Watch one event, one news piece, one highlight reel. Get on Twitter, Facebook and the rest, you can’t avoid hearing about it.
The fact that #lancearmstrong is still a very wealthy man tells you how much USA cares about #doping when it is one of their own. #Rio2016
— Harry Leslie Smith (@Harryslaststand) 9 August 2016
And what is it all for? Where is this conversation getting us? Is talking about it achieving anything?
At this stage, we have gone nowhere…apart from the rather humorous tweets.
Those who would like to chime in on the problem and point the finger, offer us a solution.

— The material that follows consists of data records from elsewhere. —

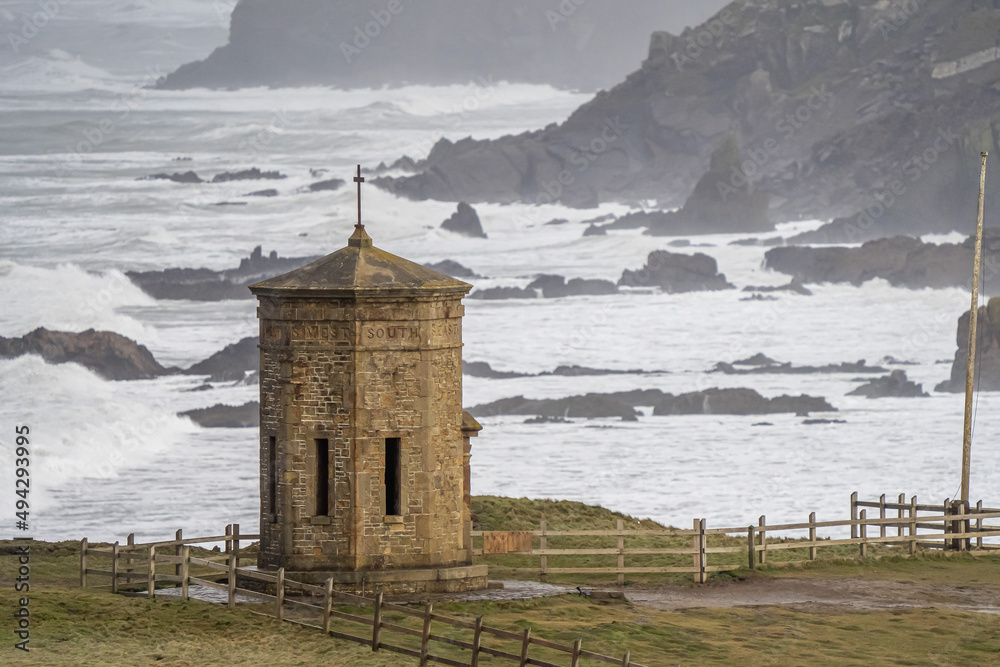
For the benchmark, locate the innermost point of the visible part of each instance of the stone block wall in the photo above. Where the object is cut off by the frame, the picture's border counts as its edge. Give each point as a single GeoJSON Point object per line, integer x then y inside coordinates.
{"type": "Point", "coordinates": [356, 372]}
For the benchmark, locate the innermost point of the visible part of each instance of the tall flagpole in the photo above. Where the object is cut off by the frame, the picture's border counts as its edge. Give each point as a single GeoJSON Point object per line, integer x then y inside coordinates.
{"type": "Point", "coordinates": [973, 320]}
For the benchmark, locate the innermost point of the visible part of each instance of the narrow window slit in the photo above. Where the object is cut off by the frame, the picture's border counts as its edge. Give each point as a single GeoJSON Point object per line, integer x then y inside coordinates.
{"type": "Point", "coordinates": [393, 477]}
{"type": "Point", "coordinates": [322, 477]}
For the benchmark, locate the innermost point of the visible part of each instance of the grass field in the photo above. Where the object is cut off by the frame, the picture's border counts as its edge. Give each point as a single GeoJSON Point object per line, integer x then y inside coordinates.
{"type": "Point", "coordinates": [73, 626]}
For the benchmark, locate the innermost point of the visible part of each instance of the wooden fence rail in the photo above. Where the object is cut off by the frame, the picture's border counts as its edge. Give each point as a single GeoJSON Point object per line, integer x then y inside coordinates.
{"type": "Point", "coordinates": [141, 562]}
{"type": "Point", "coordinates": [952, 526]}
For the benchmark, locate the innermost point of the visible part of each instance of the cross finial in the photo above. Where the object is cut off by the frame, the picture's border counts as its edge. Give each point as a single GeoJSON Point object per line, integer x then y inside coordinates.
{"type": "Point", "coordinates": [359, 180]}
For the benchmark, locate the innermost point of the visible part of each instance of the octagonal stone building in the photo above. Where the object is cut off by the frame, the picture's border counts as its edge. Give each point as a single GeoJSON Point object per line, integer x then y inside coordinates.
{"type": "Point", "coordinates": [364, 446]}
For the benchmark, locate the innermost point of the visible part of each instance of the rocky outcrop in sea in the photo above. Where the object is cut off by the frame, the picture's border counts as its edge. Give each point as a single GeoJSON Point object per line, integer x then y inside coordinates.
{"type": "Point", "coordinates": [840, 111]}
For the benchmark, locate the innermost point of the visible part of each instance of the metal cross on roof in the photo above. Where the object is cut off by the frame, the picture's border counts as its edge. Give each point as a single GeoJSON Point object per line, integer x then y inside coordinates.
{"type": "Point", "coordinates": [359, 180]}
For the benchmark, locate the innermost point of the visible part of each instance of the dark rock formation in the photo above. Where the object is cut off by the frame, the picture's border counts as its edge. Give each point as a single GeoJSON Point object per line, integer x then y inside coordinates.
{"type": "Point", "coordinates": [759, 359]}
{"type": "Point", "coordinates": [590, 406]}
{"type": "Point", "coordinates": [108, 354]}
{"type": "Point", "coordinates": [465, 221]}
{"type": "Point", "coordinates": [858, 367]}
{"type": "Point", "coordinates": [210, 285]}
{"type": "Point", "coordinates": [252, 174]}
{"type": "Point", "coordinates": [186, 177]}
{"type": "Point", "coordinates": [577, 371]}
{"type": "Point", "coordinates": [894, 385]}
{"type": "Point", "coordinates": [738, 402]}
{"type": "Point", "coordinates": [794, 286]}
{"type": "Point", "coordinates": [482, 369]}
{"type": "Point", "coordinates": [554, 287]}
{"type": "Point", "coordinates": [987, 351]}
{"type": "Point", "coordinates": [226, 416]}
{"type": "Point", "coordinates": [715, 205]}
{"type": "Point", "coordinates": [452, 268]}
{"type": "Point", "coordinates": [231, 364]}
{"type": "Point", "coordinates": [623, 404]}
{"type": "Point", "coordinates": [676, 273]}
{"type": "Point", "coordinates": [497, 293]}
{"type": "Point", "coordinates": [365, 45]}
{"type": "Point", "coordinates": [547, 420]}
{"type": "Point", "coordinates": [840, 108]}
{"type": "Point", "coordinates": [331, 184]}
{"type": "Point", "coordinates": [901, 260]}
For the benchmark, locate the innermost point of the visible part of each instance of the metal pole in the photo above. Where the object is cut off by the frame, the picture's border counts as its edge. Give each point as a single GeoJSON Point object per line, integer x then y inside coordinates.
{"type": "Point", "coordinates": [973, 320]}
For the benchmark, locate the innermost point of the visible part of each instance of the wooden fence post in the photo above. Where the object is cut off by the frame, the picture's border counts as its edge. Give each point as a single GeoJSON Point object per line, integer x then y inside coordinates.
{"type": "Point", "coordinates": [525, 643]}
{"type": "Point", "coordinates": [279, 602]}
{"type": "Point", "coordinates": [900, 513]}
{"type": "Point", "coordinates": [704, 553]}
{"type": "Point", "coordinates": [697, 551]}
{"type": "Point", "coordinates": [762, 522]}
{"type": "Point", "coordinates": [231, 589]}
{"type": "Point", "coordinates": [185, 566]}
{"type": "Point", "coordinates": [979, 525]}
{"type": "Point", "coordinates": [236, 543]}
{"type": "Point", "coordinates": [477, 642]}
{"type": "Point", "coordinates": [960, 506]}
{"type": "Point", "coordinates": [152, 571]}
{"type": "Point", "coordinates": [946, 524]}
{"type": "Point", "coordinates": [881, 515]}
{"type": "Point", "coordinates": [327, 606]}
{"type": "Point", "coordinates": [377, 625]}
{"type": "Point", "coordinates": [812, 535]}
{"type": "Point", "coordinates": [83, 563]}
{"type": "Point", "coordinates": [425, 637]}
{"type": "Point", "coordinates": [701, 556]}
{"type": "Point", "coordinates": [178, 550]}
{"type": "Point", "coordinates": [621, 552]}
{"type": "Point", "coordinates": [854, 515]}
{"type": "Point", "coordinates": [114, 567]}
{"type": "Point", "coordinates": [130, 541]}
{"type": "Point", "coordinates": [864, 533]}
{"type": "Point", "coordinates": [543, 543]}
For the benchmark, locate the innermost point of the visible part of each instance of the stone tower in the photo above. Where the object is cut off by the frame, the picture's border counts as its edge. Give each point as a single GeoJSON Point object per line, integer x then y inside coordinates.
{"type": "Point", "coordinates": [363, 440]}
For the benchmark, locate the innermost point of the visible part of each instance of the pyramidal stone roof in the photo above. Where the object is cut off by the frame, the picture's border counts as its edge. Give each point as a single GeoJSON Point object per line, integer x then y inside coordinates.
{"type": "Point", "coordinates": [361, 269]}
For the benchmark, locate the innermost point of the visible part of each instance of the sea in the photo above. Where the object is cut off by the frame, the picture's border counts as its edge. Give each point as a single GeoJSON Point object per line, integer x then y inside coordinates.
{"type": "Point", "coordinates": [79, 128]}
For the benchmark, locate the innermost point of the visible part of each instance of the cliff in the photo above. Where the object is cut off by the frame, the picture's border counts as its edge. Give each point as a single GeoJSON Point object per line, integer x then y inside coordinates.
{"type": "Point", "coordinates": [875, 111]}
{"type": "Point", "coordinates": [565, 43]}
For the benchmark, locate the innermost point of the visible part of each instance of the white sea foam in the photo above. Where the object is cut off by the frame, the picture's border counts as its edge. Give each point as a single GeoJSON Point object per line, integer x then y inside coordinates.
{"type": "Point", "coordinates": [68, 237]}
{"type": "Point", "coordinates": [67, 298]}
{"type": "Point", "coordinates": [82, 427]}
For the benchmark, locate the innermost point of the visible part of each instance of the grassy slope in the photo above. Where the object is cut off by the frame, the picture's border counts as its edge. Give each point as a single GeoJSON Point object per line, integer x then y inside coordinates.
{"type": "Point", "coordinates": [72, 626]}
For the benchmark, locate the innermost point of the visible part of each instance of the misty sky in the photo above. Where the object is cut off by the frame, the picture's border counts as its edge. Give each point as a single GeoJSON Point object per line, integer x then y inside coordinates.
{"type": "Point", "coordinates": [128, 38]}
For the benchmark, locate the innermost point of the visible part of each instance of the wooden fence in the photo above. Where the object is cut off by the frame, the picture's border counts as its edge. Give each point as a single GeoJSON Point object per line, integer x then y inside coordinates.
{"type": "Point", "coordinates": [950, 525]}
{"type": "Point", "coordinates": [176, 554]}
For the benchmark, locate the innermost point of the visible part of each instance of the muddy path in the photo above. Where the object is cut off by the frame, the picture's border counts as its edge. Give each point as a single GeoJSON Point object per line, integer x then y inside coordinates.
{"type": "Point", "coordinates": [817, 595]}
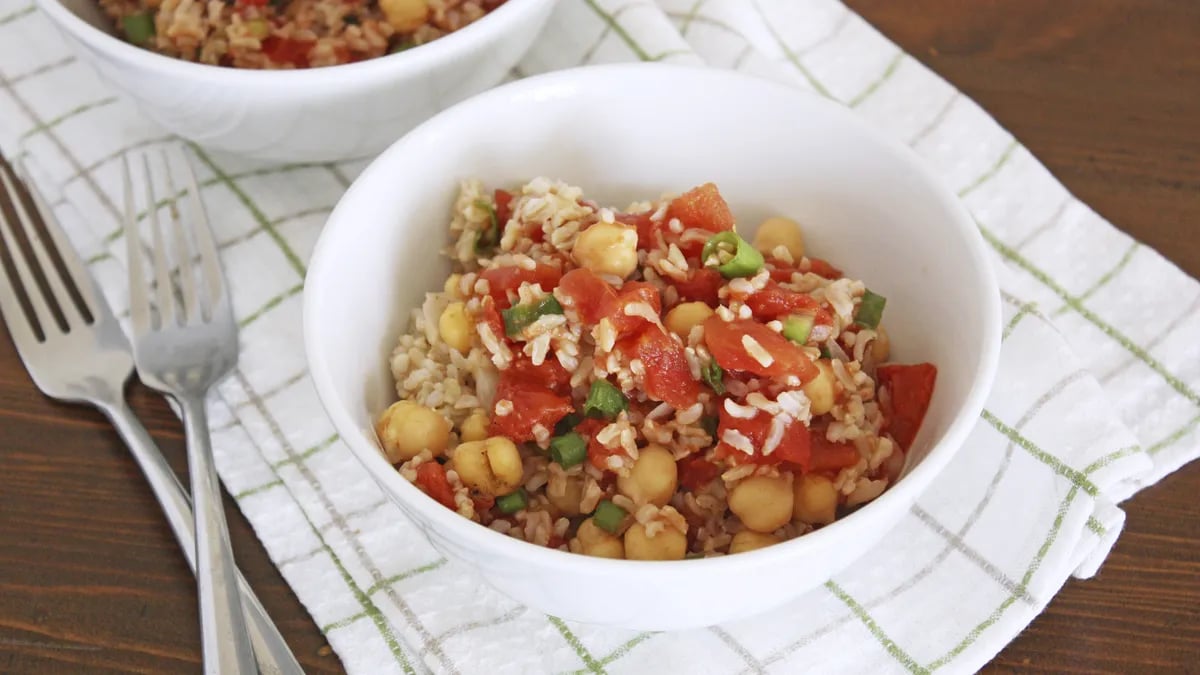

If you take no interest in that option, lets find something else to talk about.
U.S. swimmer shows more courage than I.O.C on doping https://t.co/D1rzK73Sqz #TheLead
— Jake Tapper (@jaketapper) 10 August 2016
We know that the process and management of positive tested athletes is a shambles.
Immediately after winning silver in the road cycling race , Russian Olga Zabelinskaya admitted that on the eve of the games, she was set to fly home after being told that she could not compete at these Olympics because of a previous ban.
Olympic historian David Wallachinsky on the ABC’s program 7:30 was dead accurate when discussing the matter.
Wallachinsky said “The only way that you are going to get a clean Olympics is if the athletes realise that no matter what they do, over the next 10 years, you’re going to get caught… I can’t wait till 2024 so we can find out who won the gold medals at the 2016 Rio Olympics.”